Foods such as grilled chicken, kale, oatmeal, and walnuts are also great choices to keep your body running at peak performance.
3. Set Realistic Goals
One of the best pieces of advice I can give you is to set realistic goals. If you are jumping from a 5k to a marathon, remember that Rome wasn’t built in a day. You may have the heart and drive to make it to the finish line, but your body has limits.
The key to success is identifying places where you need to improve and building a training schedule around those shortcomings.
If you become winded after one mile, adding heart-pumping cardio routines into your weekly training schedule is the best way to improve. If your calves are tight balls of fire after a run, grab a jump rope and get moving.
4. Know when to take a break
Sometimes, dipping endurance happens because you aren’t training hard enough.

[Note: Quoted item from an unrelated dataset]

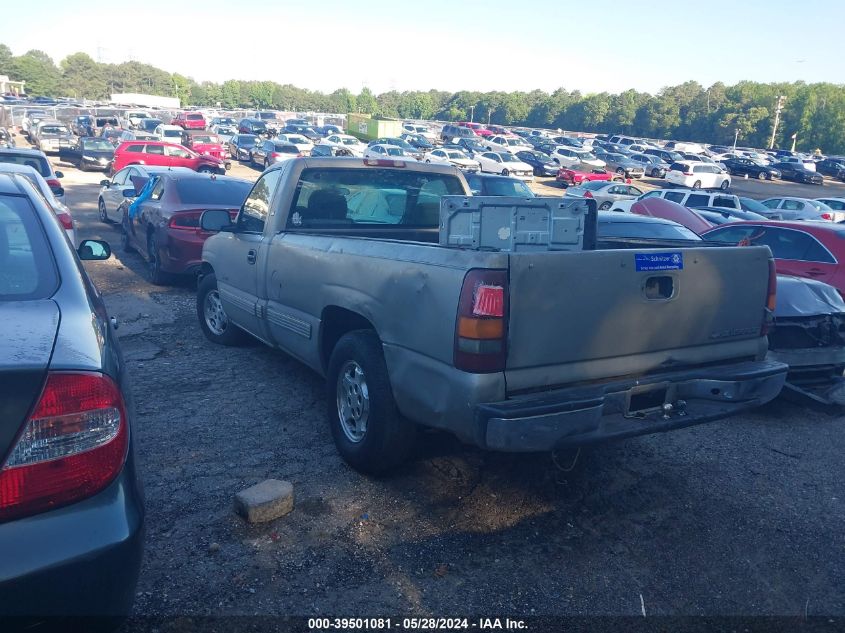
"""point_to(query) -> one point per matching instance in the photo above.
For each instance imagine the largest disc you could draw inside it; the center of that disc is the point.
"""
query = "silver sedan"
(604, 193)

Other times, it’s because you are training too hard and you aren’t giving your body enough time to recover.
Muscle soreness is great it means that you are challenging your muscles and training them to grow back stronger. If you don’t give your muscles time to repair all of those tiny micro-tears, you aren’t allowing enough time for your body to heal.
Overtraining causes more than just stalled muscle growth and strength, it also impacts your energy levels and endurance. If you find that it’s becoming harder and harder to move through even a simple workout, it may be time to take a break.
It’s so incredibly important to listen to your body and train smarter, not harder.
How Long Will It Take to Notice A Difference?
Progress won’t happen overnight, but after a few weeks of continued training, you should start to notice a difference.
As long as you keep your training new and engaging, get enough sleep, eat the right foods, and maintain a positive attitude, you should start to notice that your daily runs will become a little bit easier.
Plus, by incorporating speedy circuit training and plyometrics, you may even notice that your laps times become faster as well!